Chapter 39. Nurse Staffing, Models of Care Delivery, and Interventions
Jean Ann Seago, Ph.D., RN
University of California, San Francisco School of Nursing
Unlike the work of physicians, the work of registered nurses (RNs) in hospitals is rarely organized around disease-specific populations. Rather, patients are generally grouped by age and/or intensity of nursing care (e.g., pediatrics or intensive care). Adult patients who require the least amount of nursing care (the largest proportion of hospitalized patients), may be separated into medical or surgical units but may also be combined on one unit. Because the work of RNs and other nurses is organized differently than the work of physicians, this chapter explores the literature related to nursing structure and process variables that may affect outcomes that relate to patient safety.

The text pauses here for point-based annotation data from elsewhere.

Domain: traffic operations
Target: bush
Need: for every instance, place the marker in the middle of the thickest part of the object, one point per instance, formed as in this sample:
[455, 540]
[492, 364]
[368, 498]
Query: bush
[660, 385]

Investigations of patient outcomes in relationship to nurses and their professional responsibilities in hospitals commonly involve structural measures of care1-4 including numbers of nurses, number of nurse hours, percentage or ratios of nurses to patients, organization of nursing care delivery or organizational culture, nurse workload, nurse stress, or qualification of nurses. Less commonly, studies involve intervention or process measures of care including studies based on the science of nursing and others using nurses as the intervention.1-5 The use of structural variables rather than process measures to study the impact of nursing activities reflects the greater availability of data relating to the former (often obtainable from administrative sources) compared with the latter (typically requiring chart review of direct observation). A number of structural measures have received considerable attention, specifically measures of staffing levels in the face of major cost cutting and other changes in healthcare over the past 15-20 years. In 1996, the Institute of Medicine6 reported that there were insufficient data to draw conclusions about the relationship between nurse staffing and inpatient outcomes. However later studies have revisited this issue, allowing us to review the literature relating patient outcomes to various measures of nurse staffing levels, such as full time equivalents (FTEs), skill mix (proportion of RN hours to total hours), or RN hours per patient day.

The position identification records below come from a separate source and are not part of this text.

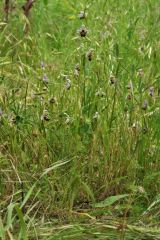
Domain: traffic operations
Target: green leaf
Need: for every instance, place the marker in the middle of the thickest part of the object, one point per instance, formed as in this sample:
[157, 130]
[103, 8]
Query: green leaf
[10, 215]
[45, 2]
[2, 230]
[23, 232]
[109, 201]
[56, 165]
[28, 195]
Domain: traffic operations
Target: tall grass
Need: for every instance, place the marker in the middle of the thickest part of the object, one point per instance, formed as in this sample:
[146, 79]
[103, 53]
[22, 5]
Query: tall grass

This chapter does not address patient outcomes as they relate to various "patient classification systems" (PCSs), although the prevalence of the use of such systems deserves mention. PCSs predict nursing care requirements at the individual patient level in order to determine unit staffing, project budgets, define an objective measure for costing out nursing services, and to maintain quality standards.8 Although PCSs are used for multiple purposes, they are an inadequate tool for determining unit staffing on a daily or shift basis.9-11 In addition, there are numerous patient classification systems12-14 and most are specific to one hospital or one nursing unit. The validity and reliability of PCSs are inconsistent and the systems cannot be compared with each other.8-10,15-28 Thus, rather than reviewing studies that analyze various PCS scores to patient outcomes, we review studies addressing the question of whether or not "safe thresholds" exist for levels of nursing care.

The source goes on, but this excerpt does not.